In this sense, he thought glumly, he’d become a kind of social pathologist. His real job was gathering evidence and making cases stick. That’s what detectives did. But in the process it was impossible not to peer a little deeper, not to ask yourself exactly why society itself was dying the slowest and ugliest of deaths. The symptoms were everywhere. The selfishness. The greed. The short cuts. The constant trashing of family ties, of responsibility, of anything that smacked of a steady life decently lived.
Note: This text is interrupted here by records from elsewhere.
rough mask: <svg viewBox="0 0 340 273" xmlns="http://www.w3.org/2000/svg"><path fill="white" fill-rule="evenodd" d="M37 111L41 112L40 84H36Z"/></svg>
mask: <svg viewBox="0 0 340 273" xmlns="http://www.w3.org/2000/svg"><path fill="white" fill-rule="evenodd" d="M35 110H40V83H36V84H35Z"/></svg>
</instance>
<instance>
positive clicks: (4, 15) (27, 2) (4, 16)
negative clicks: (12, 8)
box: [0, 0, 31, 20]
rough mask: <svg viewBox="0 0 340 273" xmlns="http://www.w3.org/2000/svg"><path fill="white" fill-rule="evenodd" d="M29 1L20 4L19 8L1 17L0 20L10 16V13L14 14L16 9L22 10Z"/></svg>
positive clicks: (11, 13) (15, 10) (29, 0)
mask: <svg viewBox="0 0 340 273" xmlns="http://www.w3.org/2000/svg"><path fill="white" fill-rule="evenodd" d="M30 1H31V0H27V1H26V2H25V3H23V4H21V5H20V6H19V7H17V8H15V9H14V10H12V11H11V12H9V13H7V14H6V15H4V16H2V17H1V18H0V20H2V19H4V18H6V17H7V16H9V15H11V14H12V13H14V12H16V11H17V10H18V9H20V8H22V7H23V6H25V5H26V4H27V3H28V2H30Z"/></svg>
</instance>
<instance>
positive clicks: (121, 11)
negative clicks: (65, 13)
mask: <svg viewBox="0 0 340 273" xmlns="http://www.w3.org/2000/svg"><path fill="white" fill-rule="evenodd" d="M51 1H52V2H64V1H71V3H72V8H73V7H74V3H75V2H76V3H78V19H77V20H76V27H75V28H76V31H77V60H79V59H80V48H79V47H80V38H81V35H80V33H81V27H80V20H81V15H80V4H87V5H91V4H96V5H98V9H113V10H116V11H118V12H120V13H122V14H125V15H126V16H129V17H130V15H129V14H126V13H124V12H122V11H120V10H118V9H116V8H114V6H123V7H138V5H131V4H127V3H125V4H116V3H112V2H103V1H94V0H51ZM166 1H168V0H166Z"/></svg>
This sense of disintegration, of things falling to pieces, had begun to preoccupy him, and as the jobs piled up he found himself more and more alarmed at the wider implications. Life, in his view, was becoming unreasoningly brutal. Much of it revolved around violence, and violence was like a hot wind, scorching everything in its path. People seemed to be tearing themselves and each other apart for no good reason. Often not for money. Often not for gain. But because the sheer act of violence had become as good an answer as any. But to what question? And for what purpose? For someone like himself, someone wedded to the comforting laws of cause and effect, to analysis, to the sweetness of reason, this was the stuff of madness. Look at life too hard through the prism of Major Crimes, he’d concluded, and you’d probably end up on the psychiatrist’s couch.